A rock memorabilia collector in Chicago has won a major fraud case after claiming Ross Halfin, the well known music photographer, sold him Lynyrd Skynyrd prints that were not his to sell.
Collector Jeremy Wagner met U.K. photographer Ross Halfin at a dinner in Paris back in 2017, PetaPixel have reported. When Wagner mentioned that he was into 1970s era Lynyrd Skynyrd, Halfin said he had shot the band at the time and still owned the original negatives and contact sheets.
In early 2018 Wagner followed up, eventually agreeing to buy a print titled Nuthin Fancy 75. Ross Halfin then emailed him contact sheets and pointed out more photos he said were his work, including shots said to be from Knebworth House in 1976 and another image titled Hammersmith Oct 27 1975.
Wagner paid more than $7,300 for four prints, then spent over $1,000 having them custom framed, believing he owned genuine Ross Halfin pieces of Lynyrd Skynyrd history.
The trouble only surfaced years later. In 2023 a Lynyrd Skynyrd expert contacted Wagner about using the images in a book. Once the expert saw the photos, he immediately said that the Knebworth and Hammersmith shots were actually taken by another photographer, Barry Plummer, and that the Nuthin Fancy print was also not Ross Halfin’s work. He produced contact sheets showing the same images correctly credited to Plummer and said he believed Halfin had cropped out those credits before sending his versions.

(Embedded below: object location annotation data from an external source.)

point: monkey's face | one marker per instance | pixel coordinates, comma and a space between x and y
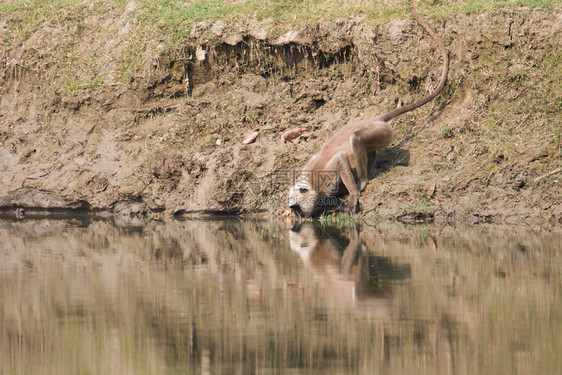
302, 199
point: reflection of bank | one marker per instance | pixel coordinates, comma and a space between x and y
350, 274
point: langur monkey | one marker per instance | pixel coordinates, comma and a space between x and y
349, 155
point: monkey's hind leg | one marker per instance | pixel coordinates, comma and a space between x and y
364, 144
340, 163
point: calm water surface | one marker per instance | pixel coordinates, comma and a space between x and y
258, 297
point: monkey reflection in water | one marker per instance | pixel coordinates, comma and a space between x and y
343, 265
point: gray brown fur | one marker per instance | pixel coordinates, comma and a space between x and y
351, 151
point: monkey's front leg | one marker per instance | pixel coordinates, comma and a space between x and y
340, 163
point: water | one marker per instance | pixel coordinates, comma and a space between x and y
253, 297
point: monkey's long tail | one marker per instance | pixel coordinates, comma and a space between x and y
398, 111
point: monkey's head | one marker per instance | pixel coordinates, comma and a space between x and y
302, 199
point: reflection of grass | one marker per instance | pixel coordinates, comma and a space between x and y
166, 298
340, 219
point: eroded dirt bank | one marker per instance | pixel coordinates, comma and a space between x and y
170, 141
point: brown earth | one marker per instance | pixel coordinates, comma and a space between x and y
170, 141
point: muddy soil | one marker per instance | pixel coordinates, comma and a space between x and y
170, 142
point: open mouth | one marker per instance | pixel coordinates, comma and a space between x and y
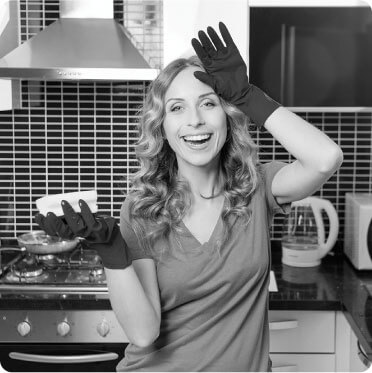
197, 139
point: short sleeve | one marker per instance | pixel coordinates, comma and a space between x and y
269, 170
128, 233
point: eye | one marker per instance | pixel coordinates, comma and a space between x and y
175, 108
209, 103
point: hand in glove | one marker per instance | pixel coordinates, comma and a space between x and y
226, 73
100, 233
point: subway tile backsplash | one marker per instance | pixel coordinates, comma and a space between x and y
72, 136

According to court filings, Plummer later confirmed by email that the disputed photos were his. The expert also challenged Halfin’s story that he had photographed the band playing their classic Free Bird at Knebworth, noting that the guitars in the images do not match what the band used for that song.
Wagner decided to take the matter to court. He served Halfin with a lawsuit in December 2024 while attending Metallica guitarist Kirk Hammett’s wedding in California. Halfin then failed to appear at several hearings and, through his attorney, reportedly admitted that the factual allegations in the complaint were true. That left him facing liability for consumer fraud under Illinois law.
With Halfin unwilling or unable to continue contesting the case, the court entered a default judgment. Wagner was awarded $61,241 in compensatory and punitive damages, plus attorneys’ fees and costs, a far higher figure than the original purchase price of the prints.
Halfin is a high profile music photographer who trades as RHP Ltd and sells his work directly to fans and collectors through his own site and online galleries. Wagner’s lawyer has suggested that other buyers could now step forward if they believe they were sold prints where the true copyright holder was someone else, raising uncomfortable questions for the wider rock and Heavy Metal memorabilia market.
For Lynyrd Skynyrd fans, the case is a reminder that the story behind a print or poster can be every bit as important as the image itself. Provenance matters, even when a famous signature is on the border.